Алевтина крепко держала за ворот того самого беспризорного мальчишку, который тогда, на крыльце...
- Это твой друг? - строго спросила Алевтина. - Серафим Антипович, увольте меня от этого. Вы представляете, сколько у этого мальца вшей? Нам только сыпняка в доме не доставало.
Расставив руки, одна ладонь обращена в сторону писателя, а другая в сторону экономки, Владимир громко прочел:
- От ужаса кровь в моих жилах застыла.
Смогу ли унять смертельную дрожь?
Если у революции не будет мыла,
Революцию убьет вот-таковская вошь.
Серафим Архипович серьезно посмотрел на Владимира.
- Не зря говорят, что поэты интуитивные пророки.
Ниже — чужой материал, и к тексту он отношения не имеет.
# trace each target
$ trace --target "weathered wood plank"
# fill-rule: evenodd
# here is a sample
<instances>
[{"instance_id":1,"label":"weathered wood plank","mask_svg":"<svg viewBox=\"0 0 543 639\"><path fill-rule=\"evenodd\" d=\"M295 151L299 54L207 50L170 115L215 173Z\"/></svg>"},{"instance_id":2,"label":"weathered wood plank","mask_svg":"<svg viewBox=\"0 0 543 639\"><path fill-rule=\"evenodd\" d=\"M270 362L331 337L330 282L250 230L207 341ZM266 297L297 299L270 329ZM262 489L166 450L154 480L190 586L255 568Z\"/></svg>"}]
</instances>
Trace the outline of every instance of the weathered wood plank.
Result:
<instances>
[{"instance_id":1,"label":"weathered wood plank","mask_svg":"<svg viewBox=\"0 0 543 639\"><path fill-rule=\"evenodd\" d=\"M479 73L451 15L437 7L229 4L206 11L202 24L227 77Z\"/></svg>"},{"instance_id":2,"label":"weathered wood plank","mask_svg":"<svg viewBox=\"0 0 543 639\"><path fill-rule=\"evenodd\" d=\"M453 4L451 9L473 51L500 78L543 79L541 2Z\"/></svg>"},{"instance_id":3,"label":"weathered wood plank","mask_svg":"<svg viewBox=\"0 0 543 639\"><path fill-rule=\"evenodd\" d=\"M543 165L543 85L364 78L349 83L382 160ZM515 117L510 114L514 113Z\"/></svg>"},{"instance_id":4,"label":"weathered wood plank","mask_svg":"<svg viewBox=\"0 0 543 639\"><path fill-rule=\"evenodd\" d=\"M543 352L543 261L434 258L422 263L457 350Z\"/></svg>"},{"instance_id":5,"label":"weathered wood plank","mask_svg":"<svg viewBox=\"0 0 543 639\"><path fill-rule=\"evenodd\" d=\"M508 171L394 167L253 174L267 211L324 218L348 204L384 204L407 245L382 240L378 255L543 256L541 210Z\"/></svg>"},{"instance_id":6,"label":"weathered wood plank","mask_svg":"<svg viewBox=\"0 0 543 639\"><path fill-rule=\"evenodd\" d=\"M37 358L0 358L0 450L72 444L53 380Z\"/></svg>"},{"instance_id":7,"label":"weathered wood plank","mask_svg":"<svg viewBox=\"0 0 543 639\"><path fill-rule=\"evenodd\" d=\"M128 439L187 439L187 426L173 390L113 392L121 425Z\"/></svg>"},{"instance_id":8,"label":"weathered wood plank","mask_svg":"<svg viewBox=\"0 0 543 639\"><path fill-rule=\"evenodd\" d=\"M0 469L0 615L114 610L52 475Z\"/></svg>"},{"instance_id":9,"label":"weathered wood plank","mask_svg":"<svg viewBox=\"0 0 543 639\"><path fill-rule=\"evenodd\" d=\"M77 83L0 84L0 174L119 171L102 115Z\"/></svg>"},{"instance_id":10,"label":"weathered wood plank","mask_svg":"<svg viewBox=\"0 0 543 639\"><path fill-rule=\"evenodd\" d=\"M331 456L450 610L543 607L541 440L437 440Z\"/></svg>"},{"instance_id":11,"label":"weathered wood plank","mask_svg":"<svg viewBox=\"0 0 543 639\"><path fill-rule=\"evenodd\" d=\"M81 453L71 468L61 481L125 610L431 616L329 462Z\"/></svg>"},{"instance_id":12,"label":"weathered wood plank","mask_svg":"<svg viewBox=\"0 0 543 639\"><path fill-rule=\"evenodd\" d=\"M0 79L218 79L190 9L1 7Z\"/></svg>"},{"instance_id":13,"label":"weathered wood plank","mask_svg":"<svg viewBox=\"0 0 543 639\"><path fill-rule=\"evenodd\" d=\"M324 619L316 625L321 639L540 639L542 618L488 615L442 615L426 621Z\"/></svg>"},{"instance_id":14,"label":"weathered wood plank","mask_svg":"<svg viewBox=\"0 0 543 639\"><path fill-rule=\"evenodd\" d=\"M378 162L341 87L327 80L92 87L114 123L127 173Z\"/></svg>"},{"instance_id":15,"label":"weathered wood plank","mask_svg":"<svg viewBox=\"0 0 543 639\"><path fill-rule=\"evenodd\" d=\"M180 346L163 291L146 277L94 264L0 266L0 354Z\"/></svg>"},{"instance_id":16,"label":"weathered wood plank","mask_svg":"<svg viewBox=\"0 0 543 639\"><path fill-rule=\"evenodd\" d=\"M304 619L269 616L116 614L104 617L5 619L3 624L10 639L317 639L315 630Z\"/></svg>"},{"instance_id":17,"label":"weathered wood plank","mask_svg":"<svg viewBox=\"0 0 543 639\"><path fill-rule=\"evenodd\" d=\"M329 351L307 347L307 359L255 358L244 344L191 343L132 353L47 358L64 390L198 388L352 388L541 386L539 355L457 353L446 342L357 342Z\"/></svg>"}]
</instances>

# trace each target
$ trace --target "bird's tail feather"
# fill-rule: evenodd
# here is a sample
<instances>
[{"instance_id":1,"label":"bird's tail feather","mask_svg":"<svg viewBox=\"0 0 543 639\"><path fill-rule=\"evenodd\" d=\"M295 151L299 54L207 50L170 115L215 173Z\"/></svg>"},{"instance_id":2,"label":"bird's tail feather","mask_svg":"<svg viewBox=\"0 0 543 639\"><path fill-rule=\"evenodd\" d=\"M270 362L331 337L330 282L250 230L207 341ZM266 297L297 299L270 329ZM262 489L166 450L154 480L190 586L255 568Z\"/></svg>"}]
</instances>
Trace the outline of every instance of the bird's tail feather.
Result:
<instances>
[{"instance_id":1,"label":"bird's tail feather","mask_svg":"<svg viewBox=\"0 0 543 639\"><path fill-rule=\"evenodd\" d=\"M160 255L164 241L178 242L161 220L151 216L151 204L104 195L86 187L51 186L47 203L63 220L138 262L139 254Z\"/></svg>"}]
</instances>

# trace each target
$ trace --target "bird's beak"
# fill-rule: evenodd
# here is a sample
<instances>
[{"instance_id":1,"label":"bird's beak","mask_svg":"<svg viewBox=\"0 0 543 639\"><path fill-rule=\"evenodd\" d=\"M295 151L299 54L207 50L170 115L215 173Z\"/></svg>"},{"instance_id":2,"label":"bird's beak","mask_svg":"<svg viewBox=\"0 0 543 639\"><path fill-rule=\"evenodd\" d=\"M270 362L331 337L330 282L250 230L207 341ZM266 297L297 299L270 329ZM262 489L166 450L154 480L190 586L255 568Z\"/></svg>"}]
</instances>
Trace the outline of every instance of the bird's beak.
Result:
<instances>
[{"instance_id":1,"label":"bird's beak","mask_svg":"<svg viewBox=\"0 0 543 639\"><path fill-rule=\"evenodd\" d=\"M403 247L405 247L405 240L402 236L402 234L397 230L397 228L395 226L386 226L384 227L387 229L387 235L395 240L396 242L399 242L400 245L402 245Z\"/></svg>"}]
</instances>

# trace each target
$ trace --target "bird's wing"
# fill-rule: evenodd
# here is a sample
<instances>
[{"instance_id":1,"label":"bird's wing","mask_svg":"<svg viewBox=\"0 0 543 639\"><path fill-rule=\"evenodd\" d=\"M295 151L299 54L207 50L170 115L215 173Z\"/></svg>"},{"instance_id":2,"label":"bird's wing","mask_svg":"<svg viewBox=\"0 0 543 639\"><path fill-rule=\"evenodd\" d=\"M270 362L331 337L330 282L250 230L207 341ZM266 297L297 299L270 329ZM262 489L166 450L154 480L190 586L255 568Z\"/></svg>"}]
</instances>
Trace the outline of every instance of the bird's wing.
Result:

Городишь чушь собачью, но что-то в этом есть.
- Как тебя хоть звать? - спросил Серафим Антипович.
- Ванька, как же еще, - сказал и пожал плечами.
- По-моему, ты прошлый раз не так говорил, - предположил я, хотя ни в чем не был уверен.
- А я никогда два раза подряд одинаково не говорю.
- Почему так? - поинтересовался Серафим Антипович.
- А не надо, чтоб люди меня запоминали. От этого одни неприятности.
- Вот как! У поэтов как раз наоборот, - заметил Владимир.
- У него кровь идет, - сказал Ванька, показывая на меня пальцем.
Действительно, я чувствовал, как струя крови потекла по моей ноге.
- Сосуд лопнул, - добавил Ванька.
Алевтина выпустила из рук Ванькин ворот, подбежала ко мне и откинула одеяло.
- О, Господи!
Ванька широким жестом отодвинул Алевтину и двумя ладонями образовал абажур вокруг места, где у меня была рана.
- Что ты вытворяешь? - возмутилась Алевтина.
Ванька не ответил. Подержав так руки некоторое время, он сказал:
- Теперь надо сменить повязку.
3.
Пока Алевтина меняла бинты на моей ране, которая уже не кровоточила, а Ванька, сидя на ковре, наблюдал за тем, как она это делает, Владимир докладывал Серафиму Антиповичу о событиях в городе. Мне слышны были только обрывки сказанного, но я понял главное, что большевики и эсеры захватили власть, заняли в столице все ключевые точки, что Ульянов на этот раз учел печальные уроки Парижской коммуны, и что Владимир этому чрезвычайно рад. Он, оказывается, всю жизнь мечтал об очистительном взрыве.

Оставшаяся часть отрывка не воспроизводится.